O Fluminense viveu momentos de tensão em solo argentino ao enfrentar o Platense pela Libertadores. Apesar de carregar uma vantagem confortável de dois gols construída no jogo de ida, a equipe carioca foi testada ao limite pela intensidade do adversário. O confronto serviu como um alerta importante sobre a necessidade de equilibrar o talento técnico com a entrega física exigida em competições continentais de alto nível.
No primeiro tempo, o cenário foi de amplo domínio dos donos da casa, que sufocaram o Tricolor com uma marcação alta e jogo vertical. Com mais de 60% de posse de bola e dez finalizações, o Platense expôs as dificuldades de uma formação brasileira que se mostrou pouco competitiva para o clima hostil de Buenos Aires. A passividade defensiva quase custou a classificação que parecia encaminhada.

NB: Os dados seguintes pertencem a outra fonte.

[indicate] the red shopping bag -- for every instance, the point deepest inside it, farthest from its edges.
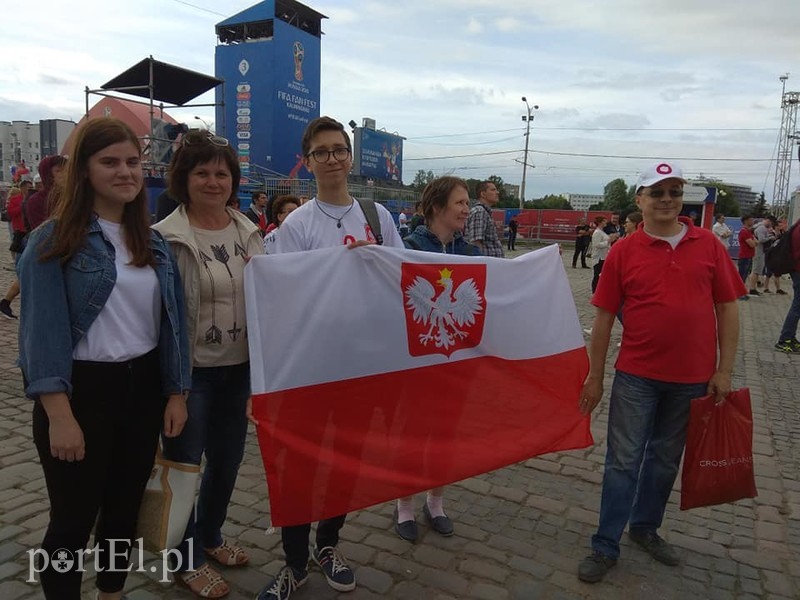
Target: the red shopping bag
(718, 462)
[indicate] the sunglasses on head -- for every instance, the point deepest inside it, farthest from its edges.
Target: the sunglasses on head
(660, 193)
(205, 138)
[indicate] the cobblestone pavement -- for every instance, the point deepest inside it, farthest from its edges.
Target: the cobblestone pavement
(520, 531)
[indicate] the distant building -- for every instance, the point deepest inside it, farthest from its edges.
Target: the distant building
(19, 140)
(53, 135)
(30, 142)
(583, 201)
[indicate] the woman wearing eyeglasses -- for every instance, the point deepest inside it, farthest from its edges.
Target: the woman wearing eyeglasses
(104, 354)
(445, 206)
(212, 243)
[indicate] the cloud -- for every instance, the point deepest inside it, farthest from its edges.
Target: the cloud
(615, 121)
(474, 25)
(509, 24)
(54, 80)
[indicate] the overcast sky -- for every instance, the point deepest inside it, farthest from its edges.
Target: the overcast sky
(685, 79)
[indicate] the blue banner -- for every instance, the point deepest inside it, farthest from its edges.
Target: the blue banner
(271, 92)
(379, 154)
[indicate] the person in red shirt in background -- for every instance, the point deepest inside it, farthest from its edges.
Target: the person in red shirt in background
(787, 340)
(14, 207)
(257, 212)
(747, 250)
(52, 170)
(679, 289)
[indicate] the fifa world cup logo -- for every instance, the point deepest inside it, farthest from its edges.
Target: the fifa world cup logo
(299, 55)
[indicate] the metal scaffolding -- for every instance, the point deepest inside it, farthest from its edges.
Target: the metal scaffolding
(786, 141)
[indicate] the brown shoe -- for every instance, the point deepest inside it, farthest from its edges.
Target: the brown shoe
(205, 582)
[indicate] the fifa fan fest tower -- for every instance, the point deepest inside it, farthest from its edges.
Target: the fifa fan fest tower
(269, 57)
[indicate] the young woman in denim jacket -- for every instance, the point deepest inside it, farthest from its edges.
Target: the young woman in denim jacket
(104, 354)
(212, 243)
(445, 206)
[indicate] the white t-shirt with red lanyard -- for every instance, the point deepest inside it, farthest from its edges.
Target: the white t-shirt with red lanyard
(316, 225)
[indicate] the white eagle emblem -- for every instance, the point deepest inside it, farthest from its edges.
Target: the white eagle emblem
(447, 313)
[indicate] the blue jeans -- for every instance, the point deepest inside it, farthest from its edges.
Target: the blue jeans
(647, 421)
(789, 329)
(744, 264)
(217, 425)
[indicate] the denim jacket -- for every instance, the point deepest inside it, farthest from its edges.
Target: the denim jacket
(424, 239)
(61, 301)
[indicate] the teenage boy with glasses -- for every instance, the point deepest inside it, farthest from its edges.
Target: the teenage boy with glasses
(332, 218)
(679, 290)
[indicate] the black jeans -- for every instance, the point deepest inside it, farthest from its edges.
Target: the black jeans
(295, 540)
(120, 410)
(598, 268)
(512, 240)
(580, 250)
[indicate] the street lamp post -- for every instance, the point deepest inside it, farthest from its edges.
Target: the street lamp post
(203, 121)
(528, 119)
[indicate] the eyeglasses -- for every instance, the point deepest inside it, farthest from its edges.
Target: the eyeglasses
(206, 138)
(660, 193)
(323, 156)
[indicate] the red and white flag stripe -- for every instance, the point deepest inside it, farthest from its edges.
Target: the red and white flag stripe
(379, 372)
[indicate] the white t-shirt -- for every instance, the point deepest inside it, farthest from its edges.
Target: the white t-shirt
(309, 228)
(719, 230)
(221, 336)
(672, 240)
(129, 323)
(269, 241)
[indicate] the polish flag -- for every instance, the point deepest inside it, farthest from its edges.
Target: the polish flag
(379, 372)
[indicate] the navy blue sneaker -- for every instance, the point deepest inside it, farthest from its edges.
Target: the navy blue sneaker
(339, 575)
(283, 584)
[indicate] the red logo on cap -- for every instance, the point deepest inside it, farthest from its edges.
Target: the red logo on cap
(663, 169)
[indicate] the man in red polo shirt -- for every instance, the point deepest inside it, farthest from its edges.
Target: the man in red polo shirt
(678, 289)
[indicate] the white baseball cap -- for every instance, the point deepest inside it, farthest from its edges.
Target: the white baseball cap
(659, 172)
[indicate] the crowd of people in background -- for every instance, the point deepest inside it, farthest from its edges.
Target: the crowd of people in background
(160, 356)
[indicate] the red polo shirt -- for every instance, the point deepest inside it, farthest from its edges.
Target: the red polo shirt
(667, 298)
(745, 251)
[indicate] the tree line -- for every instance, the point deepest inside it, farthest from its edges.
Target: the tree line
(618, 196)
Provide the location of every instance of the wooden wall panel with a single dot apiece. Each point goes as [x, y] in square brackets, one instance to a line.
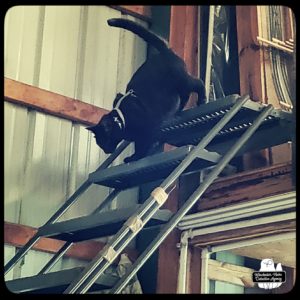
[246, 186]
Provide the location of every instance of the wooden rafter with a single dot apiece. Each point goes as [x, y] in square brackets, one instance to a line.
[18, 235]
[51, 103]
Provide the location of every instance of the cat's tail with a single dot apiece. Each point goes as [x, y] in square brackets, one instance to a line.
[197, 85]
[141, 31]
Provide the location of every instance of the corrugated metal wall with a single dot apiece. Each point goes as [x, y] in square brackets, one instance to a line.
[72, 51]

Domínio argentino e fragilidade defensiva no primeiro tempo
A escalação inicial do Fluminense apresentou dificuldades claras de recomposição defensiva. Jogadores como Soteldo, Hulk e Ganso encontraram barreiras para conter o ritmo intenso imposto pelo Platense, resultando em espaços perigosos no setor de meio-campo. A falta de combatividade permitiu que o adversário controlasse as ações e ditasse o ritmo da partida desde os minutos iniciais.
A lateral esquerda tornou-se o caminho preferencial do ataque argentino, onde Mainero levou vantagem constante nos duelos individuais. Os dois gols do Platense surgiram justamente por aquele setor: o primeiro após uma triangulação rápida que desestruturou a zaga e o segundo em um cruzamento preciso para a finalização de cabeça de Sepúlveda, inflamando a torcida local.
Ajustes táticos e o papel decisivo de Hulk na Libertadores
O intervalo foi fundamental para a reorganização da equipe comandada pelo técnico tricolor. No segundo tempo, o Fluminense conseguiu ajustar a marcação no lado esquerdo e passou a controlar melhor as investidas adversárias, aproveitando também o desgaste físico natural do time argentino após o esforço hercúleo da etapa inicial.
Com a defesa mais sólida, a bola começou a chegar com qualidade ao ataque, permitindo que Hulk exercesse seu papel de protagonista. Em uma jogada de transição rápida e contra-ataque perfeito, o atacante serviu Canobbio, que demonstrou frieza ao driblar o marcador e descontar o placar. O gol foi um balde de água fria nas pretensões do Platense e garantiu o respiro necessário para a equipe brasileira.
Lições de competitividade para a sequência do torneio
Apesar da pressão final exercida pelo Platense, que buscou o gol de empate até os acréscimos, o Fluminense demonstrou maturidade para resistir e assegurar a vaga na semifinal. A partida deixou claro que a superioridade técnica, isoladamente, não garante sucesso na CONMEBOL Libertadores, exigindo um nível de entrega e competitividade constante durante os 90 minutos.
O roteiro do jogo assemelhou-se a outros confrontos recentes entre brasileiros e equipes sul-americanas, reforçando a tese de que o torneio pune severamente a passividade. Para o Fluminense, o susto na Argentina serve como o combustível necessário para as fases decisivas, onde a margem de erro é inexistente e o espírito de luta deve estar alinhado à qualidade técnica do elenco.